Why WispTerm and not conhost / Windows Terminal? Those expose the terminal's text and selection through UI Automation (UIA), so the utilities read the selection directly without sending Ctrl+C. WispTerm has no UIA text source yet, so they fall back to the Ctrl+C method.

Fix: disable the tool's "copy on selection" / 划词 feature (for 有道词典: 设置 → 取词划词 → turn off 划词翻译), exclude WispTerm, or quit it. To confirm a background tool is responsible, select text with Shift + arrow keys (keyboard only): if that does not trigger the interrupt, a pointing-device / selection utility is the cause.

WispTerm is laggy or turns black on a low-spec PC (weak integrated GPU)

On Windows, WispTerm presents frames through a DXGI flip-model swapchain by default. On machines with a weak integrated GPU — typically Win11 thin-and-light laptops — that path can be noticeably slow (v1.18.0), and v1.19.0 could even leave the window black.

Since v1.19.1 WispTerm detects a sustained-slow or broken present path on its own: the first launch after upgrading may still feel slow once, and from the next launch onward the app permanently switches to the classic GDI presenter on that machine — both the lag and the black screen disappear. Running on a discrete or external GPU avoids the slow path entirely.

To opt out manually at any time, set wispterm-d3d-present = false — see Configuration.

How do I report a crash or freeze? (Windows debug build)

Every Windows release also ships a wispterm-windows-debug-<version>.zip on the Releases page. It is a console build with extra safety checks that writes a log to %APPDATA%\wispterm\wispterm-debug.log (and a crash-<timestamp>.txt if it crashes). To help diagnose a hard-to-reproduce issue — for example a crash when opening the WeChat connection, or a freeze when Ctrl+clicking a remote file — download it, reproduce the problem, then attach wispterm-debug.log (and any crash-*.txt) to your report.

Why does remote mirror the local terminal size on phones?

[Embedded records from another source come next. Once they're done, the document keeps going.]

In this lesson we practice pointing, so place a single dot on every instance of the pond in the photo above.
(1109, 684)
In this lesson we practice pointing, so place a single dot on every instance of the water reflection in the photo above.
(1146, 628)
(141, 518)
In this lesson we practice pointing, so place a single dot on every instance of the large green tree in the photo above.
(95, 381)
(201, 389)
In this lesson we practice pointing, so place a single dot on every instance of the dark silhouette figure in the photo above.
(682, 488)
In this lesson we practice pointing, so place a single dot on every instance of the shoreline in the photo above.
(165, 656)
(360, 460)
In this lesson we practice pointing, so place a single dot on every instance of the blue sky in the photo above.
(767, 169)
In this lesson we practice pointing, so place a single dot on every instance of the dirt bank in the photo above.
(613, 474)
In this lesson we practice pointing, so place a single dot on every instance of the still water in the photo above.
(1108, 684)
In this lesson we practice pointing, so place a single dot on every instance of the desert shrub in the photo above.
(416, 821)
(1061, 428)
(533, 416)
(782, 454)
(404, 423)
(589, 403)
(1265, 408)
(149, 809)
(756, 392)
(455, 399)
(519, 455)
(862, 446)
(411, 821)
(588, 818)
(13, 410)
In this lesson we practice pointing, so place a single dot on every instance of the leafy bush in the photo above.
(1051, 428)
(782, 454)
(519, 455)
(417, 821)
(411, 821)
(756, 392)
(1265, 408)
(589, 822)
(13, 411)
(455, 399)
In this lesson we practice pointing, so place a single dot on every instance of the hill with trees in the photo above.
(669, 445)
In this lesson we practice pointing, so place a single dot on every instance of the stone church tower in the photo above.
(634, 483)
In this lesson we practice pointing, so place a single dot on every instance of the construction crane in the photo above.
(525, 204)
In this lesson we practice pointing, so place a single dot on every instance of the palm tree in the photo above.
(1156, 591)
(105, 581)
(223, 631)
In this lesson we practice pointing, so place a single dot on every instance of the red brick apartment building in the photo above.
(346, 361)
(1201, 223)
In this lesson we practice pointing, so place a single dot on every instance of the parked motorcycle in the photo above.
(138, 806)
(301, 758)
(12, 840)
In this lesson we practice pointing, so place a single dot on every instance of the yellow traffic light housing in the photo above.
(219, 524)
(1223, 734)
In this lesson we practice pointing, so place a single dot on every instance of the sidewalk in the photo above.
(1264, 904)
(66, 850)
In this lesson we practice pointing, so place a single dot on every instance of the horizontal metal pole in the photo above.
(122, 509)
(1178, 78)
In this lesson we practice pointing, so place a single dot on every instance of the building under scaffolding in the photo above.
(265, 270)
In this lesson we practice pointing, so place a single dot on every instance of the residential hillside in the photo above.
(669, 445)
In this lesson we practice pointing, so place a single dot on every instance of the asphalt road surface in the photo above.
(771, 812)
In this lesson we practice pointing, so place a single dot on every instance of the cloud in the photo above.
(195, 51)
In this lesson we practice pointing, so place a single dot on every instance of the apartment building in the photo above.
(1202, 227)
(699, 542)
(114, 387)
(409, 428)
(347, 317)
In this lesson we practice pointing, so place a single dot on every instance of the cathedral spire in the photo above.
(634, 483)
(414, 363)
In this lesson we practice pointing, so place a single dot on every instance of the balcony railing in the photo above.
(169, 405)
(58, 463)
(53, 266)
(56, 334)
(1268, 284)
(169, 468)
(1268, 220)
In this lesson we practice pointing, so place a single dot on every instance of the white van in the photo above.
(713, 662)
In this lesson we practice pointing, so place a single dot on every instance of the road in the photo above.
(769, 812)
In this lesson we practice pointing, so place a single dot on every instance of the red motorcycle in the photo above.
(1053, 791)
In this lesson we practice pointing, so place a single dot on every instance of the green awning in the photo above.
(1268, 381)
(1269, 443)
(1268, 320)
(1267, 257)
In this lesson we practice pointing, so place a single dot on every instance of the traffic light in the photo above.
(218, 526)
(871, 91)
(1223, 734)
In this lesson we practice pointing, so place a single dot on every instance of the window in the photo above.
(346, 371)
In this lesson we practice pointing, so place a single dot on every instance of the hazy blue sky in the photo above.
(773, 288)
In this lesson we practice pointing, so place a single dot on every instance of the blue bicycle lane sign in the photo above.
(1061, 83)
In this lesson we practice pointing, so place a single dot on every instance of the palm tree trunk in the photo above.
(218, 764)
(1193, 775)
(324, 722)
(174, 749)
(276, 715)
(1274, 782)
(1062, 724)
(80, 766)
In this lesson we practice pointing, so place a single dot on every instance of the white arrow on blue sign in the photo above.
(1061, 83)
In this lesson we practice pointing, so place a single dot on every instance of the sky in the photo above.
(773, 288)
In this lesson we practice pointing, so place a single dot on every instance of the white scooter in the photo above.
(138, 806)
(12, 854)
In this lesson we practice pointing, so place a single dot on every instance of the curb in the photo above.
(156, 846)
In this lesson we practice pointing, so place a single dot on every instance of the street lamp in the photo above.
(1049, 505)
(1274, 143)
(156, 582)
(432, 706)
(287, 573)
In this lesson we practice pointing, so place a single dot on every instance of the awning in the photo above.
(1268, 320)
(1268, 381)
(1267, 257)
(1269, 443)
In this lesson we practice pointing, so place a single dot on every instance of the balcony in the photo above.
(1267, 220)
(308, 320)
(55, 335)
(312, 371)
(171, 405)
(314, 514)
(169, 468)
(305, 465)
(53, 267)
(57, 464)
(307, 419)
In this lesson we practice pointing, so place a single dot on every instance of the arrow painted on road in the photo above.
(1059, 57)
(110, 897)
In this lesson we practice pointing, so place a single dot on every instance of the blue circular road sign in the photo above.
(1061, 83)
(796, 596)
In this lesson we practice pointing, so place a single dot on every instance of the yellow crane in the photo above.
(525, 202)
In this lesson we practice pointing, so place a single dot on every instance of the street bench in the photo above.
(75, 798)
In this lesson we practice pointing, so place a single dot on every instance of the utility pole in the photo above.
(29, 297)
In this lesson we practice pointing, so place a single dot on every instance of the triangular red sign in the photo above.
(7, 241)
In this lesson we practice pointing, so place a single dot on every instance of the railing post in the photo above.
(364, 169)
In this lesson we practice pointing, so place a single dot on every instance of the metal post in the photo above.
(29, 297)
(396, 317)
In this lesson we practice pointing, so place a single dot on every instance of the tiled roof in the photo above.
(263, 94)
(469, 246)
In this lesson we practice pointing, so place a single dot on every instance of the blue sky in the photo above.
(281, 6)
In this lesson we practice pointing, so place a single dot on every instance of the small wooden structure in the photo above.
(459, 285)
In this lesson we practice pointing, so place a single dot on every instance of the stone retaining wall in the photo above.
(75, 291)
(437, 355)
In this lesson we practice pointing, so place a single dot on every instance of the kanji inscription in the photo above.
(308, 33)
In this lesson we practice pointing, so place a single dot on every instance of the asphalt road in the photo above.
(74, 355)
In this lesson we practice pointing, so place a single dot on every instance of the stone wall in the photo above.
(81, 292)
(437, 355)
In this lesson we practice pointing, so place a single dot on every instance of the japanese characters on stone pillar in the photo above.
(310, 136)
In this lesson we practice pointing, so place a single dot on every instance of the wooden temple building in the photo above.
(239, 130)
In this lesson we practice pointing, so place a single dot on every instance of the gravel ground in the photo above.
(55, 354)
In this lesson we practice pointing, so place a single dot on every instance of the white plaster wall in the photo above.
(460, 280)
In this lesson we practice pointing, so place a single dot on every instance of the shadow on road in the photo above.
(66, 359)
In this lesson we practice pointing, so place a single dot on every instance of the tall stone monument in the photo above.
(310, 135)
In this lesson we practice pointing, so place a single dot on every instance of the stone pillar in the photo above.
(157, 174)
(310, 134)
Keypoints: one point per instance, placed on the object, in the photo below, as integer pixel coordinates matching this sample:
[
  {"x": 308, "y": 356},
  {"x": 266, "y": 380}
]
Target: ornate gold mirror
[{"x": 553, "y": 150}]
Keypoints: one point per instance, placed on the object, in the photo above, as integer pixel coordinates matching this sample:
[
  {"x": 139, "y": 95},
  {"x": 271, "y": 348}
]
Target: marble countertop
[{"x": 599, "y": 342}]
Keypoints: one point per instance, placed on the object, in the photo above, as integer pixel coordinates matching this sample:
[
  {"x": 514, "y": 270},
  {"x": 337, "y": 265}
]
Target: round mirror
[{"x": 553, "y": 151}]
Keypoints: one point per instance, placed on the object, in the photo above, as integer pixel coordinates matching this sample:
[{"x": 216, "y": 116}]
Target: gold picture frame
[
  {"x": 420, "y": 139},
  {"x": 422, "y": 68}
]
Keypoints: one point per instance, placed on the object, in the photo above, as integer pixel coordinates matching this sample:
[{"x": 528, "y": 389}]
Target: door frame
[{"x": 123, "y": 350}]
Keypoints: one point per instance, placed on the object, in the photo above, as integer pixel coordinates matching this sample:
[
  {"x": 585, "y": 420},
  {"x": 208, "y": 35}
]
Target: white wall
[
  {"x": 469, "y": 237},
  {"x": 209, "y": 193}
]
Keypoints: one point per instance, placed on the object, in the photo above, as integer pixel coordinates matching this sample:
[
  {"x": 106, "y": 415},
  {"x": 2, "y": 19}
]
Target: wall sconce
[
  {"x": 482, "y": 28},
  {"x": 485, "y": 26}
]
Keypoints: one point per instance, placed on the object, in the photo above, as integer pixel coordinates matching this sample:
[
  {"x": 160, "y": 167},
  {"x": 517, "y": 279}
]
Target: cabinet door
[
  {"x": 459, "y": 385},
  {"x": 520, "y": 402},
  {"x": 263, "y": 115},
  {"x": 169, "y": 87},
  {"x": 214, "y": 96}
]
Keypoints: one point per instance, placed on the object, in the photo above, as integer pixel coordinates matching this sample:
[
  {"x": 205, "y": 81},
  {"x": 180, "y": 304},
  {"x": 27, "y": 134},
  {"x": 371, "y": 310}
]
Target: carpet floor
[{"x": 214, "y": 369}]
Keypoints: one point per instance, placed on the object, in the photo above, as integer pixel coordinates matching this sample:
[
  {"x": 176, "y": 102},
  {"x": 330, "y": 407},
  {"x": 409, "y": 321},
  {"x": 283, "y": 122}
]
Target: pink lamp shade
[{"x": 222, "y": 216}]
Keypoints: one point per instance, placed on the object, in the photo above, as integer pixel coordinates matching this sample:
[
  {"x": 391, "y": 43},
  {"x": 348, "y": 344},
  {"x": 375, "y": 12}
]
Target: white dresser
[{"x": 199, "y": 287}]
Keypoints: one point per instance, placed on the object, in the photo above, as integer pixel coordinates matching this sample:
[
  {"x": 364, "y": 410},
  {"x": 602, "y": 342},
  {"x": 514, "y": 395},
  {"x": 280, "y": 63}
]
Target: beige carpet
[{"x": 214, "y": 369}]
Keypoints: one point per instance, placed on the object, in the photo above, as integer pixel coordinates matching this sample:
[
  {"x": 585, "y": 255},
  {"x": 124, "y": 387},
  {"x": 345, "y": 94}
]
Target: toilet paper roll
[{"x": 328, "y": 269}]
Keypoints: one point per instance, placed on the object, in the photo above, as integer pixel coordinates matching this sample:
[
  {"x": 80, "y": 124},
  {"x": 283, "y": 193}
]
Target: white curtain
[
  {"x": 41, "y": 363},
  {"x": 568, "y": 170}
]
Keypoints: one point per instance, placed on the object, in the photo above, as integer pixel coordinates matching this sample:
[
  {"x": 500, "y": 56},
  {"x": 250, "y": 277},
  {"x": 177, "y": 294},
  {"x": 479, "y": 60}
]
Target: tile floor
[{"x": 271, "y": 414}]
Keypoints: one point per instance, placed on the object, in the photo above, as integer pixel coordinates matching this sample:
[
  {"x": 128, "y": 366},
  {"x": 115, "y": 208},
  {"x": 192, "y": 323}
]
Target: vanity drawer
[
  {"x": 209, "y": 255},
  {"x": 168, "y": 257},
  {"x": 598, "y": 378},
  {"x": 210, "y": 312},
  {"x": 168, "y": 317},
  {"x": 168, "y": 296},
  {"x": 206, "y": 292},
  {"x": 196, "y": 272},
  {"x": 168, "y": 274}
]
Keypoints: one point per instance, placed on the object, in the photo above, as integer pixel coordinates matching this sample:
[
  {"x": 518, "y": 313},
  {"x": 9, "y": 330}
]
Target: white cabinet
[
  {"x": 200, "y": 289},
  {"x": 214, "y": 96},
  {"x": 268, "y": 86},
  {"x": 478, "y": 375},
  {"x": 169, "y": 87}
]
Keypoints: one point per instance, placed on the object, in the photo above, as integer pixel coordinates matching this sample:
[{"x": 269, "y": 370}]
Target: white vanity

WispTerm Remote mirrors the local window because the desktop app is the source of truth for terminal state — the local PTY, VT state, scrollback, cursor, and split layout are captured there and streamed to the browser. The mobile UI can refocus a single surface, but it does not currently create a separate phone-sized terminal grid. See Remote-Access.

Where is my config, and how do I hot-reload it?

Run wispterm --show-config-path to print the resolved path, or press Ctrl+, (Cmd+, on macOS) to open it in your editor. Saving the file applies most changes without a restart. Full details and the key reference are in Configuration.

Is there a Linux build?

WispTerm ships for Windows and macOS today. The Linux port is still in progress — track it in TODO.md.